Less profitable drugs—those against malaria and tuberculosis, for example—receive much less attention. The Bush administration, friendly to big pharma, “has refused to allow any of the promised $15bn in federal funds allotted for HIV/AIDS treatment in the Third World to be spent on generic drugs.”
Among the many wiles exposed are big pharma's use of contract research organisations to exert undue influence over clinical research and its insidious seduction of doctors. In 2001 drug companies gave doctors nearly $11bn worth of “free samples.” This was in addition to the “food, flattery, and friendship” provided by drug company representatives to doctors (BMJ 2003;326: 118912775621).

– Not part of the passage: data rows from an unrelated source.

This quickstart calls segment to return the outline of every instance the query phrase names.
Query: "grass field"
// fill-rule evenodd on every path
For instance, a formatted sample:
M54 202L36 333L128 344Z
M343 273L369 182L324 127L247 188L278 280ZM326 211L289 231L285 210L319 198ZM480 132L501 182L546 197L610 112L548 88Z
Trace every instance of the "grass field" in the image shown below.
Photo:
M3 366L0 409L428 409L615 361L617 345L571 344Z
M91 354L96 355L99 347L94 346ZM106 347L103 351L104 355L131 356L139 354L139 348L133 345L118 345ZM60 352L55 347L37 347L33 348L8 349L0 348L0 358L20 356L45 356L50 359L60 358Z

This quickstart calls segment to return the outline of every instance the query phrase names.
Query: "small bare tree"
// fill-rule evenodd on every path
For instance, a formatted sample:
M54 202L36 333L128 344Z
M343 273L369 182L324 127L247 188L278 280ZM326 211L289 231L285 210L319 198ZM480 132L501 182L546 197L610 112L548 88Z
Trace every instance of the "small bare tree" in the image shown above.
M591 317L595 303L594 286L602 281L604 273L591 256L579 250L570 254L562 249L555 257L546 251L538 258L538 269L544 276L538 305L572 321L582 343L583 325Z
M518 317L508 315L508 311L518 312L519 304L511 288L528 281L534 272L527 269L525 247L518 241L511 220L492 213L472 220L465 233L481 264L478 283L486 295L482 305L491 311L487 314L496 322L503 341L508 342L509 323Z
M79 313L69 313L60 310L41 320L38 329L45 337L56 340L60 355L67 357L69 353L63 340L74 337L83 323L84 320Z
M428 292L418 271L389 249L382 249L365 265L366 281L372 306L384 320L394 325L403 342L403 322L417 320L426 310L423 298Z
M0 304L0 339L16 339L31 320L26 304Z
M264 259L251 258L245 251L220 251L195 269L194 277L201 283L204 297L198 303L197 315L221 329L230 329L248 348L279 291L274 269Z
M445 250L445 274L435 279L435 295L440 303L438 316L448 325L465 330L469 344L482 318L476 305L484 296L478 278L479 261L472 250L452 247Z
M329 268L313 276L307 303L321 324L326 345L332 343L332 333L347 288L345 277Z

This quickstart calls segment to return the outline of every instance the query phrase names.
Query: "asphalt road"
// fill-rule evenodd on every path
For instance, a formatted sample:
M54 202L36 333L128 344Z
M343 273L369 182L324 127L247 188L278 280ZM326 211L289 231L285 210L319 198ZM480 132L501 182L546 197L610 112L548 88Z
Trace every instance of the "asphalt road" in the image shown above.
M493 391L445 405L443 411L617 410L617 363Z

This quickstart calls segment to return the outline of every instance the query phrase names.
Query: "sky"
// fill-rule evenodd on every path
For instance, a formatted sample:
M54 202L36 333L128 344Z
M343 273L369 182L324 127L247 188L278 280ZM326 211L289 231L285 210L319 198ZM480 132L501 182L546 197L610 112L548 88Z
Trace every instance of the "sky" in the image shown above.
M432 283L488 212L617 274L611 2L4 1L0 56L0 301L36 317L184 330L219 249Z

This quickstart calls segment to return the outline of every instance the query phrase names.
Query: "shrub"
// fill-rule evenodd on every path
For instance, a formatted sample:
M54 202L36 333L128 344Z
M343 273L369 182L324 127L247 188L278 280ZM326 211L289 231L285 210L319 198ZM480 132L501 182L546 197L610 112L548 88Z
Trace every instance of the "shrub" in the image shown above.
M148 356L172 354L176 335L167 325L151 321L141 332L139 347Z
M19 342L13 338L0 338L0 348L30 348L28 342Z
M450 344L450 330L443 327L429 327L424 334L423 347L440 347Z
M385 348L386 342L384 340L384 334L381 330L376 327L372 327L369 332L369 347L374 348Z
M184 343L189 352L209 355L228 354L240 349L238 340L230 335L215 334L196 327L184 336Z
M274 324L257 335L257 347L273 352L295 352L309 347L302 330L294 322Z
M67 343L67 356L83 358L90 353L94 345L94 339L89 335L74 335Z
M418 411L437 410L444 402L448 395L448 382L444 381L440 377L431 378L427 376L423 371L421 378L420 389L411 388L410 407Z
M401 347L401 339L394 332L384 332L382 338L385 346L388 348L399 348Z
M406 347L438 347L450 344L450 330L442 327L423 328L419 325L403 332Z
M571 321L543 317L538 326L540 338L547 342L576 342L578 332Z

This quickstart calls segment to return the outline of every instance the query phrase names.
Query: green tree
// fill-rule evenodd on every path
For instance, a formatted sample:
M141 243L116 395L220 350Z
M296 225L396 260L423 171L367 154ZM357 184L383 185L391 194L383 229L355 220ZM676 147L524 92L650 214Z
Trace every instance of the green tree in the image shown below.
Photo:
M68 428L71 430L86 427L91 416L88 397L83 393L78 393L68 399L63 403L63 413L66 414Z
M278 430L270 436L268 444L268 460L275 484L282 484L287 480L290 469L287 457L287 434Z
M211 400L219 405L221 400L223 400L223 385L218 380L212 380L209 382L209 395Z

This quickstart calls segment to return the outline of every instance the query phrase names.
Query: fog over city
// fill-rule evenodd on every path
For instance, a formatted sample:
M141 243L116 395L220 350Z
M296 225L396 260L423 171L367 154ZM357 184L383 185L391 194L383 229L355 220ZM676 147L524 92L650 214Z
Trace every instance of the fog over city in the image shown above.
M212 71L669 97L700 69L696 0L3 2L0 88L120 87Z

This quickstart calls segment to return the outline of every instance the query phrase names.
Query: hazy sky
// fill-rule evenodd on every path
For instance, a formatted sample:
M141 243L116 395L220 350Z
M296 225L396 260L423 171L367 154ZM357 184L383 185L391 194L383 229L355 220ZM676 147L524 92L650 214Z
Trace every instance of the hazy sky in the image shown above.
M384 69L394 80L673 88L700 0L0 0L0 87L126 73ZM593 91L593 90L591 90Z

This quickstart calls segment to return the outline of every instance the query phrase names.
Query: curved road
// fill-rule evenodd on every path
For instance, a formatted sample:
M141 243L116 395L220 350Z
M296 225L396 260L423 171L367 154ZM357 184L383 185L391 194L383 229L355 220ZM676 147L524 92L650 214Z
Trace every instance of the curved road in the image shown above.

The final chapter, “How to Save the Pharmaceutical Industry—And Get Our Money's Worth,” gives seven essential reforms, chief of which is for the Food and Drug Administration to compare new drugs not with placebos but with old drugs, to see whether there are any additional benefits.
Angell's goal is access to good drugs at reasonable prices, which requires public pressure to spur the government to action against big pharma's powerful and ubiquitous lobbyists (more numerous than the members of Congress) and its political campaign contributions. She has performed an important public service in focusing on the drug companies and their disingenuousness. The reform of big pharma starts with a public outcry against the abuses she has shown. And here doctors should stand by their patients, not their purses.